Алина Матвеевна настороженно посмотрела на Валентина. Прошло с полминуты, пока она произнесла неуверенно:
– Михаил - своеобразный человек. Он всегда был равнодушен к вещам, к тому, как и во что одет. А потом я думала, что его неприязнь возросла настолько, что он готов пожертвовать чем угодно, лишь бы не встречаться со мной.
– Он дал вам повод так думать?
– Другого объяснения не было. А повод, вернее, причина, была и есть я старше его на пять лет. Раньше это было не так заметно, а сейчас... она невесело усмехнулась, - когда он приходил в наш главк, с ним заигрывали девчонки - секретарши, вчерашние школьницы. Где уж мне до них!
– Вы убедились в его неприязни и вчера вечером?
Алина Матвеевна растерянно посмотрела на Валентина, затем развела руками, попыталась улыбнуться, но улыбки не получилось.

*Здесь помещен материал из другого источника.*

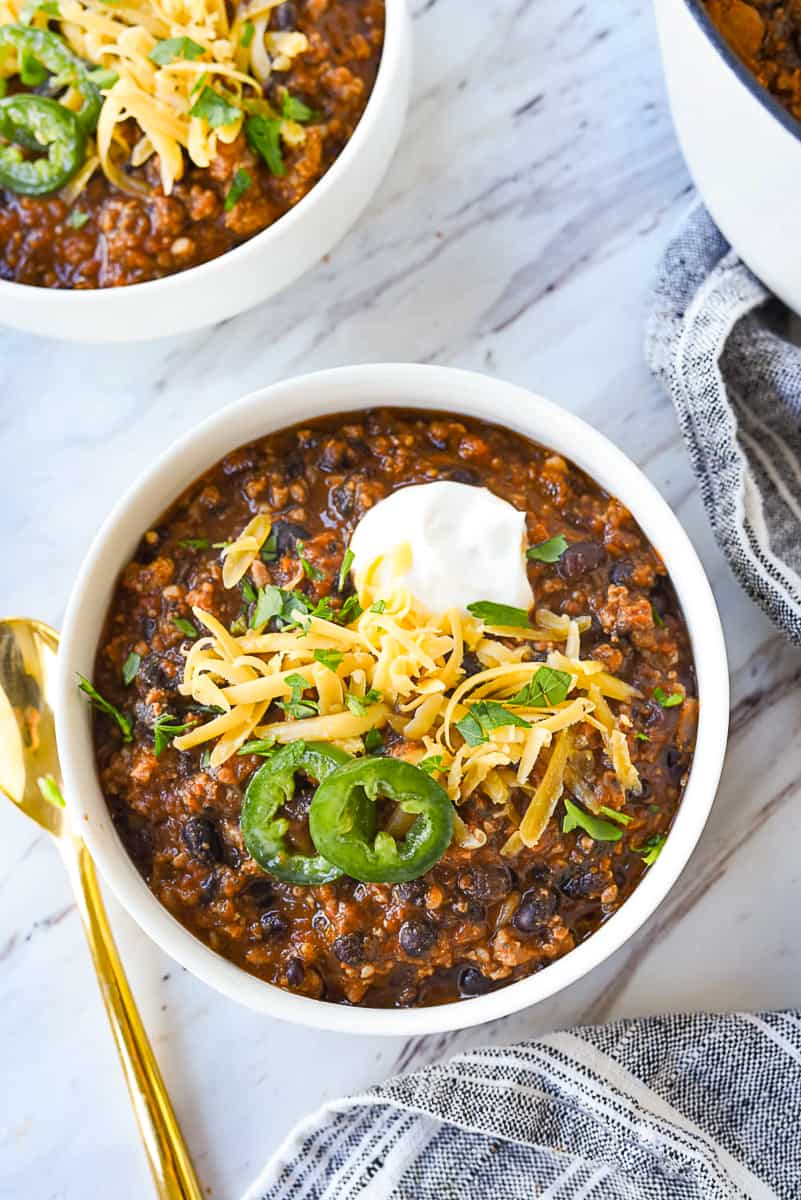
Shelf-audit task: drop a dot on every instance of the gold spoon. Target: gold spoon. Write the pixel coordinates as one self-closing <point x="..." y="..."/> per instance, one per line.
<point x="30" y="777"/>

– Я была настолько удивлена его появлением, что не подумала об этом. А сегодня... Когда мы прощались, он вдруг обнял меня, поцеловал и сказал: "Уйдем вместе!" - Она снова развела руками и попыталась улыбнуться, а потом добавила, как бы оправдываясь:
– Он стал какой-то странный. Раньше таким не был.
Наступила неловкая пауза. Валентину понадобилось некоторое время, чтобы собраться с мыслями, сформулировать следующий вопрос:
– В начале июня, когда Нагорный ушел из дома, он говорил вам, что уходит к другой женщине?
– Нет. Об этом я узнала позже.
– От кого?
– Не все ли равно.
– Я настаиваю на ответе.
– Мне сказал об этом Редченко, спустя день или два после того, как уехал Михаил.
Валентин переглянулся с Жмурко. Тот согласно кивнул.
– Алина Матвеевна, теперь я могу ответить на вопрос, который вы задали в начале нашего разговора, - сказал Валентин.
– Вас интересует, что в действительности случилось с Нагорным?
– Да, конечно.
Она встала, подошла к столу, взяла сигарету, закурила. Валентин заметил, что у нее дрожат пальцы. Вернувшись на место, Алина Матвеевна обхватила плечи руками, словно ей стало холодно.
Слушая Валентина, не проронила ни слова. Он рассказал о том, что было известно следствию до выхода на Липницкого. По мере его рассказа Алина Матвеевна все больше сутулилась, а затем уронила голову и расплакалась.
– Вчера я почувствовала, что с ним произошло нечто страшное, но что, не могла понять, - сквозь слезы сказала она.
– О своих бедах, неприятностях Миша и раньше не любил распространяться, а тон и тема нашего вчерашнего разговора не располагали к откровенности. Но я хорошо знаю его: когда он сталкивается с несправедливостью, хамством, то заводится с полоборота, лезет на рожон, в драку. Верно, завелся с какими-то хулиганами.